John Wick – Chapter 2

Bon je dois dire que j’avais complètement trippé sur le premier John Wick, qui avait relancé le vrai bon film d’action bien bourrin qui se prend pas le chou et bien foutu ; c’était le lancement d’une nouvelle franchise d’action qui a fort bien pris (contrairement à Jack Reacher qui n’a pas su décoller). Ici on reprend le flambeau dans la même lignée.

Quasi juste après la fin du 1er film, John retrouve sa bagnole en castagnant ce qu’il faut pour la récupérer. Mais il s’avère que sa sortie de retraite a résonné aux oreilles de pas mal de monde, dont un maffieux italien qui va venir l’engager. Le type va forcer John Wick a exécuter un contrat bien solide, ce qui ne sera pas du goût de notre tueur, et le long-métrage va tourner à la vengeance sanglante. Le chemin de Wick sera de nouveau truffé de cadavres.

Chad Stahelski, l’un des deux réalisateurs du 1er film, reprend du service derrière la caméra (son compère l’épaulant toujours à la production), et on retrouve la même ambiance et le même style. Des choix graphiques sobres et sombres pour un film carré et brut. Les scènes d’action sont toujours aussi bien chorégraphiées, que cela soit dans les courses-poursuites, les bastons au contact ou le gunfight, tout est fort bien agencé et ça claque. C’est pas un truc de fillette non plus car le sang gicle presque à chaque balle (ce cher John ayant tendance à viser la tête pour assurer le truc et du coup ça fait souvent paf pastèque). La photographie et le traitement des couleurs et des lumières est toujours bien choisi, soutenant le côté noir du film.

On est dans une suite, et qui dit « suite » dit « encore plus »… Encore plus de morts déjà, puisque John Wick sème littéralement un chemin de cadavres. Encore plus de « aïe » aussi, car le héros comme les autres personnages s’en prennent vraiment plein la gueule, et on a ici une grande proportion de surhommes capables de résister et de survivre à des trucs de fou. Mais ce que j’ai le plus aimé, c’est « encore plus de mythologique du Continental »… Le milieu des tueurs du Continental, avec ses règles, ses lois, ses normes, ses sanctions, déjà fort sympathique dans le 1er film, prend ici une toute autre dimension, avec non seulement un service à l’international, mais aussi un développement des activités parallèles, l’hôtel n’étant finalement que la partie la plus visible de l’iceberg, mais on y ajoutera le tailleur, le sommelier, le standard téléphonique, et d’autres, qui donnent une ambiance si particulière, faite de classe, de retenue, de grand standing, de sous-entendus et d’ironie mordante. Avec cette fameuse règle de ne pas traiter d’affaires au sein du Continental. J’adore. On sent que l’on a gardé le même scénariste, Derek Kolstad. A noter que cet univers sera encore développé par les mêmes personnes, puisqu’un 3eme film est prévu, ainsi qu’une série The Continental… J’en salive déjà.

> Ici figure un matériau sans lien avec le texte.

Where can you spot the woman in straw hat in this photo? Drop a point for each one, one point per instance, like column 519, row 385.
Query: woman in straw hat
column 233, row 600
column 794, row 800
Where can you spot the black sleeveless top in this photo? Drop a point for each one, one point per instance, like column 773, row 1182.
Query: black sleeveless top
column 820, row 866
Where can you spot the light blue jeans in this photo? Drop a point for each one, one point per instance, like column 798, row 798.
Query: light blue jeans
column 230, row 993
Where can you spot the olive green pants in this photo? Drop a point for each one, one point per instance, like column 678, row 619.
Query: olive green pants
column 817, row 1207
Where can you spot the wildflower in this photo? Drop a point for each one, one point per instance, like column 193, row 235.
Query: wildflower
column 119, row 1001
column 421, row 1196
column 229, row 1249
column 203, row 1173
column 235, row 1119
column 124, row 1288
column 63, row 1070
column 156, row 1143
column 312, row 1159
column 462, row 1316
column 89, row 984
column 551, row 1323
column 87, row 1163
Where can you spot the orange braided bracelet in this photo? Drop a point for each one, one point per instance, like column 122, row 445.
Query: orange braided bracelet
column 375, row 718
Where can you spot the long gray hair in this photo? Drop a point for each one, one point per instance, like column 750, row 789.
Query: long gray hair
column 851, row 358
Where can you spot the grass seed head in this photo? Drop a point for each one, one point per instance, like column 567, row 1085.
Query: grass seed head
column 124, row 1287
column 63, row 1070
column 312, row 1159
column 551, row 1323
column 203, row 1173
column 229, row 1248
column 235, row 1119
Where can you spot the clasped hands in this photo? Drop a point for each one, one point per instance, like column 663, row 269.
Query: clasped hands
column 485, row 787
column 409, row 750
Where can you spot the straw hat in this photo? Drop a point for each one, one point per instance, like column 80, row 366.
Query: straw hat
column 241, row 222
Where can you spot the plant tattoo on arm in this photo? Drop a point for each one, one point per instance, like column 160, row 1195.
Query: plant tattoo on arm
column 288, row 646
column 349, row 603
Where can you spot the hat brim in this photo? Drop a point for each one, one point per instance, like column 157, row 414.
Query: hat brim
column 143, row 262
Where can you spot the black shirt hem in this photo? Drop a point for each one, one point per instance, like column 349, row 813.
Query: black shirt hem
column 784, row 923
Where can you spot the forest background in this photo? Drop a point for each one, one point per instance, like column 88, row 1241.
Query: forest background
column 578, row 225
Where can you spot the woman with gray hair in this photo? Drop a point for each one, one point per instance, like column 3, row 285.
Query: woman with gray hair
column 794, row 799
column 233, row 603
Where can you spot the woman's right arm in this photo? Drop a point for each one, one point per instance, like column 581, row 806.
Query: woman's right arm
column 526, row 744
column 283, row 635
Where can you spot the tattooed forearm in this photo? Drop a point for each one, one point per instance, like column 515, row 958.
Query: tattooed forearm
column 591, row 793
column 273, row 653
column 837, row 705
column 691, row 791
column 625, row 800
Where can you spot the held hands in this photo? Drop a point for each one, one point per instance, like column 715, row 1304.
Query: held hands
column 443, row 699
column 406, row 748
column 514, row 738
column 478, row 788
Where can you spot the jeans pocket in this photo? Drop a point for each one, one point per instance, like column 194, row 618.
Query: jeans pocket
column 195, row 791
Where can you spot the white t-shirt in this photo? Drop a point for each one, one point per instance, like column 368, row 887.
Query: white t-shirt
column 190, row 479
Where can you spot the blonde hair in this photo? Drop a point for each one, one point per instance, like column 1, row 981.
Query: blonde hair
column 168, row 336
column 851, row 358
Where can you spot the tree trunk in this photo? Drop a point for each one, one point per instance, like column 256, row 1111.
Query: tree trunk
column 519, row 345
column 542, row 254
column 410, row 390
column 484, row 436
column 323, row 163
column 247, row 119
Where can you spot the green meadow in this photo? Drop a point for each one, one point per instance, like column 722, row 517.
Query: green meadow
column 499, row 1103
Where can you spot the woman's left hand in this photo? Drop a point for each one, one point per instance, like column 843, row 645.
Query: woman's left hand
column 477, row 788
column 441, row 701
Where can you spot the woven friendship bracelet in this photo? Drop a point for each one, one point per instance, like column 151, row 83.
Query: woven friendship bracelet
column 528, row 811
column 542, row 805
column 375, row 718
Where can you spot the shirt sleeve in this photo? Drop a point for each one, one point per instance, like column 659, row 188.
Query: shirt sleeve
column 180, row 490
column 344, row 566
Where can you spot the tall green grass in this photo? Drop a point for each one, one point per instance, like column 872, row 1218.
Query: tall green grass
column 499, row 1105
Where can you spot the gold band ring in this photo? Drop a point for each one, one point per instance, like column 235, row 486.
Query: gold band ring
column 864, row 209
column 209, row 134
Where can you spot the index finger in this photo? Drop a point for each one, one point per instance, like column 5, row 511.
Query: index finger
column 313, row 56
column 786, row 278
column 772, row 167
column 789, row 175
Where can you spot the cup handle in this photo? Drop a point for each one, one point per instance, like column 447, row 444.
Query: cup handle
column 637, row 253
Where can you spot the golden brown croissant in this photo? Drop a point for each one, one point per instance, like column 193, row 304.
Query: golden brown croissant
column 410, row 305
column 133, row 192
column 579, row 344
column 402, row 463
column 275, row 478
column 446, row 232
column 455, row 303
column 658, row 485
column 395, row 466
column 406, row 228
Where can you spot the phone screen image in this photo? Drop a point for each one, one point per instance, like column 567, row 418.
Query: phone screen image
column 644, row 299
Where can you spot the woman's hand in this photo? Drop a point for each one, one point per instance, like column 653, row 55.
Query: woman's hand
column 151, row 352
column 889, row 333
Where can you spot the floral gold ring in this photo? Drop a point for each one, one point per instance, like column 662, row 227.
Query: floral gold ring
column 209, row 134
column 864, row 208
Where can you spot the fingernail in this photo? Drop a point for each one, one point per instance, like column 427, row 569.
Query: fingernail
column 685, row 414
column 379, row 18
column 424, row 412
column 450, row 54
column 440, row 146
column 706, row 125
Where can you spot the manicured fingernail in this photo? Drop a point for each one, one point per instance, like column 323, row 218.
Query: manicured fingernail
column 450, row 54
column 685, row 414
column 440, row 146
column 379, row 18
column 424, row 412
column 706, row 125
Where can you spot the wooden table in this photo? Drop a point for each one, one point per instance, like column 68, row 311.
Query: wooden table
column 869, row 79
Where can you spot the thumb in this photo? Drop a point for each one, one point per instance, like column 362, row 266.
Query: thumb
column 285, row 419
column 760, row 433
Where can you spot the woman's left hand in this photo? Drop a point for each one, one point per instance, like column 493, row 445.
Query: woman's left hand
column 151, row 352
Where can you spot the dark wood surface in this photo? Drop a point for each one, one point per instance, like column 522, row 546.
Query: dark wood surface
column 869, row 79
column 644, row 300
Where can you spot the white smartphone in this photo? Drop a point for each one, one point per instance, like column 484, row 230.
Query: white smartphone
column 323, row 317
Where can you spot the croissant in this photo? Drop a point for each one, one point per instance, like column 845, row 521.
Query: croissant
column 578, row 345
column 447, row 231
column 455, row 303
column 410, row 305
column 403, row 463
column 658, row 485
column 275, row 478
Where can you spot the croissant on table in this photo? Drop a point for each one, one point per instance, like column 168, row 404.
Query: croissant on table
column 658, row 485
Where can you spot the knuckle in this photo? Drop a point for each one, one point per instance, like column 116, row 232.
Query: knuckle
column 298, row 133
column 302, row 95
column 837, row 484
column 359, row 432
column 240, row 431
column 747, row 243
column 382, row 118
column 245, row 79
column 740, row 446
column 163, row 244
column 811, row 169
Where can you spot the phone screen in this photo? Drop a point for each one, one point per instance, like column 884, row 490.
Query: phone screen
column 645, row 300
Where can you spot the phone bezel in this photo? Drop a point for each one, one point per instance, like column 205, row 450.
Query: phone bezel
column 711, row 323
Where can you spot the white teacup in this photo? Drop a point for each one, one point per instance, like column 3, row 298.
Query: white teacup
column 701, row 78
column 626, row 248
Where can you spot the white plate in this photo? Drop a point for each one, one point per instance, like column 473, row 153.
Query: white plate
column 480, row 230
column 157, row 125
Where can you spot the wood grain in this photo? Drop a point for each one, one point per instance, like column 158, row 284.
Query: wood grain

Devant la caméra, on retrouve bien entendu Keanu Reeves, toujours aussi monolithique avec sa gueule de « me faites pas chier », qui dégage une certaine prestance tout de noir vêtu et gros gun à la main. Le personnage lui va vraiment bien, et on sent le type à l’aise dans sa peau. A ses côtés, sorti du 1er film, on retrouve aussi le très charismatique Ian McShane, superbe flegmatique directeur du Continental. J’ai bien aimé la prestation de Laurence Fishburne (oui en le voyant aux côtés de Reeves, on a cité Matrix bien entendu) en leader de gang « mendiant ». On a aussi Ruby Rose qui donne vraiment dans le film d’action avec sa prestation aussi dans le dernier xXx. On a aussi droit à Peter Stromare en début de film pour faire le lien avec le premier (un passage vraiment sympa pour une intro au taquet).

Au final, on a un très bon film d’action. Sans chercher à péter plus haut que son cul, il permet à la franchise John Wick de s’installer confortablement parmi les grandes références du film d’action des années 2010. Un scénario simple qui va droit au but, des scènes de baston et une réalisation efficaces, un personnage charismatique et toute une mythologie qui se développe autour, on tient le bon bout. Miam.

Et puis signalons aussi que Stahelski semble sur les rangs pour réaliser un remake de Highlander, j’attends de voir avec impatience le résultat.